Behavioural psychologist Jo Hemmings tells me that our fixation with age has much more to do with culture than nature. “In our society, age is airbrushed out by media,” she says. “We don’t have many older role models (and even fewer female ones). Additionally, people are becoming higher achievers at an earlier age than ever, thanks to social media and technology.”
In many ways the rigid timeline of our lives is more relaxed than it was in our parents’ day – both in good ways and bad, liberated through diversity of choice but also stunted by the brutal jobs and housing markets. Average weekly earnings in real terms have barely changed since 2005, yet the pressure to dream big and achieve fast has inflated. In a world where a teenager with a YouTube account can become a media mogul, it’s easy to look at our own modest achievements and find ourselves lacking. It isn’t enough anymore to build a solid, rewarding career that pays the bills. We need to be dazzling.
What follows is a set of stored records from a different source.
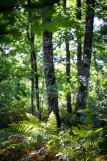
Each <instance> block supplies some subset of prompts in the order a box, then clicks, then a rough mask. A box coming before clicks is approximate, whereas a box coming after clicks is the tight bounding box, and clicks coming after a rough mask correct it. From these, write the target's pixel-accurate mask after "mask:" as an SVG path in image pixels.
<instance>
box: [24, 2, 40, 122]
mask: <svg viewBox="0 0 107 161" xmlns="http://www.w3.org/2000/svg"><path fill="white" fill-rule="evenodd" d="M30 5H31V0H28V6H29V7H30ZM31 16H32V13H31V12H30V11H29V15H28V21H29V19H30V18H31ZM27 37H28V39H29V44H30V49H31V69H32V73H31V111H32V115H35V112H36V111H35V109H34V100H35V90H36V106H37V113H38V114H37V116H38V118H39V119H40V120H41V111H40V102H39V82H38V73H37V72H38V71H37V54H36V53H35V49H34V47H35V46H34V40H35V36H34V32H33V30H32V27H31V25H30V26H29V25H28V26H27Z"/></svg>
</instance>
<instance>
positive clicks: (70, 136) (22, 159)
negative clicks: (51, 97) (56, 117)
mask: <svg viewBox="0 0 107 161" xmlns="http://www.w3.org/2000/svg"><path fill="white" fill-rule="evenodd" d="M27 118H28V120H24V121H21V122H19V123H14V124H10V125H9V127H8V128H7V129H5V130H1V131H0V158H1V160H0V161H6V159H7V158H8V159H7V160H8V161H12V160H14V159H13V158H14V157H15V158H16V159H15V160H16V161H30V160H32V161H33V160H37V161H45V160H47V161H48V160H49V161H51V160H53V161H55V160H56V161H57V160H63V161H76V160H78V161H79V160H80V161H94V160H96V159H95V158H96V157H97V156H98V154H99V147H98V144H99V142H100V141H101V139H102V128H99V129H95V128H92V126H85V125H84V126H83V125H80V126H78V127H71V128H68V129H63V128H62V129H63V130H61V129H58V128H57V121H56V117H55V115H54V113H53V112H52V113H51V114H50V115H49V118H48V120H47V122H41V121H40V120H39V119H38V118H37V117H34V116H32V115H30V114H27Z"/></svg>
And like my Sloane Crosley obsession, it’s often the people we don’t know who inspire the most bitterness. Because while it’s easy enough to envy friends who have all their shit together, we can also see the stresses and strains that are going on behind the scenes. We know when their accomplishments are down to huge sacrifice, or maybe sheer dumb luck. But with the semi-famous unknowns, the distant internet friends, the people on Facebook who we went to school with and all the disembodied floating heads on LinkedIn, there’s no truth to shatter the illusion. They’re free to loom up, these spectres of success, every time we unlock our phones.
Maybe instead of racing to keep up, we should be striving to redefine success altogether. A survey by recruitment site Reed in 2015 found that the average age workers experience 'career contentment' is 32, and it usually comes after three job changes – but that work/life balance, a fun work environment and even an easy commute are bigger influencing factors on our happiness than salary or a promotion. Meanwhile the best decade to start a business is reportedly your 40s, because it turns out there’s more to entrepreneurship than Instagram followers.
It might also help to remember that those fantastically successful young people rarely feel as prodigious as they look; not to mention the added pressure of living up to that early success. “I've been lucky enough to move through my career quite quickly, and most of the people I've line-managed have been older than me,” says Maria, an account director at a digital agency. “But I always feel I have to prove myself a bit more because I'm younger. And I've definitely received a few snide comments about my age."
Jo also points out that those dazzling, high-profile careers are a tiny niche. “I think it’s important to remember that that ‘Top 30 Under 30' list is by no means representative of the vast majority of twentysomethings. They are just the resourceful and entrepreneurial few,” she says. “They are also likely to be in a segment of a highly competitive market which is very topical and of the moment, so the longevity of their success might not be guaranteed.”
In an ideal world, we would take pleasure in the accomplishments of others without feeling as though they’re nicking our piece of the success pie. But back in real life, the good news is that the age game can sometimes be helpful. “Many of us find it a challenge to rise to the top of whatever we want to do,” says Jo. “That alone can be highly motivating.”
So it’s ok as long as we pour that jealous energy into our work, and try to avoid the pit of despair? Easier said than done. But hey, maybe it’s a skill that comes with age.